MINNEAPOLIS (WCCO) – Three weeks into the Allina nurses strike, both sides are heading back to the bargaining table Tuesday.
A federal mediator asked the nurses and hospital officials to resume negotiations.
On Tuesday morning, nurses gathered outside of the Radisson Blu on Seventh Street where, inside, the General Mills shareholders meeting was taking place.
Part of the demonstration was to get the attention of General Mills executive John Church, who is on the board of directors for Allina.
Several nurses were able to get into the meeting, but say they didn’t see Church in the room. But they celebrated after making their presence known to other shareholders.
Several nurses left the scene to go back to the negotiation table. Angela Becchetti is on the negotiations committee.
“You know these nurses are making history right now,” she said. “And unfortunately we could have settled this six months ago if they just would have listened to the nurses concerns, but these nurses are determined on their first week of strike.”
Thousands of Twin Cities nurses went on strike on Sept. 5 after their union and Allina were unable to agree on a new, three-year contract. More than 4,000 initially joined the strike. Some have since crossed the picket line and gone back to work.
The biggest sticking points have been health insurance and workplace safety.

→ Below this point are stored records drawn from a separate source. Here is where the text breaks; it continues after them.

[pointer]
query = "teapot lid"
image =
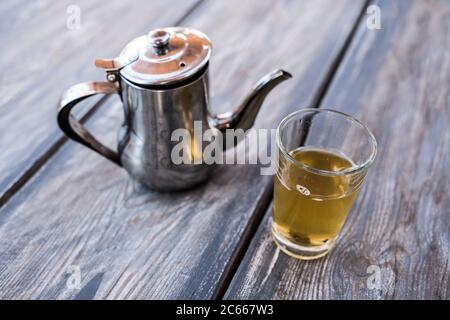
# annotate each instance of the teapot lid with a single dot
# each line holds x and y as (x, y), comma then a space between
(165, 56)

Temporary nurses have been working at the five hospitals affected during the strike.
Nurses say they hope they will meet an agreement Tuesday.
Meanwhile, Allina is responding to what happened:
It’s disappointing that on the very day we are set to resume negotiations and work toward a settlement that will bring our nurses back to the bedside, the union continues to focus on PR tactics.

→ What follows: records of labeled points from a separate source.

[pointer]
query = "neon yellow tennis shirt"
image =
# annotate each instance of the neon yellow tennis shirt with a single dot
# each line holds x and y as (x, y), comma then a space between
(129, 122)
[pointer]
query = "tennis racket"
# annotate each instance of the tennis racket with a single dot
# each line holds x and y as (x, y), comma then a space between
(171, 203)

That being said, Allina Health looks forward to resuming negotiations on today. Striking Allina Health nurses have already lost three weeks of wages, and are in danger of having to pay COBRA rates for their health insurance if they don’t return to work by October 1.
We greatly appreciate the 572 Allina Health nurses who have so far made the decision to cross the picket line and continue caring for patients. They, along with 1,500 temporary nurses and thousands of other Allina Health physicians and employees, have continued to deliver outstanding care throughout the strike. But now it’s time to bring all our incredibly talented nurses back to the bedside.

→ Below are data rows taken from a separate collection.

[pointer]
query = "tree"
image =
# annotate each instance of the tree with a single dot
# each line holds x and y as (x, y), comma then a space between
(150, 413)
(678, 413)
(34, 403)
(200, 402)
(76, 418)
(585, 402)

We can do so if the union is willing to work with us to address the same issues that every other major Minnesota employer is facing – the imperative to phase out Cadillac-style insurance plans that are not financially sustainable.
In our last negotiating session, Allina Health agreed to all of the union’s latest workplace safety proposals, including 24/7 security in the Emergency Departments, and the union withdrew all but one of its remaining staffing proposals. Both sides also agreed to a two percent annual wage increase, in addition to step increases already built into the contracts.
We sincerely hope that today the union will work collaboratively with us to reach agreement on a fair transition for our nurses to the Gold plus-rated health insurance plans that are offered to all of our other employees. These plans are already used by 17 percent of the nurses union’s own members who work for Allina Health, and were accepted by union negotiators at three Allina Health hospitals. The most popular of these plans features a low $300 individual/$900 family deductible, and nurses are eligible for full coverage after only 16 hours of work each week.
We believe we can reach an agreement if both sides come to the table with a spirit of collaboration, and we are looking forward to a productive session.
General Mills also responded to a request for a statement:
We have nothing to add, as it isn’t related to our organization. We have many executives that sit on non-profit and corporate boards, independently of their roles at General Mills. We encourage our leaders to serve the community by donating their time and leadership expertise.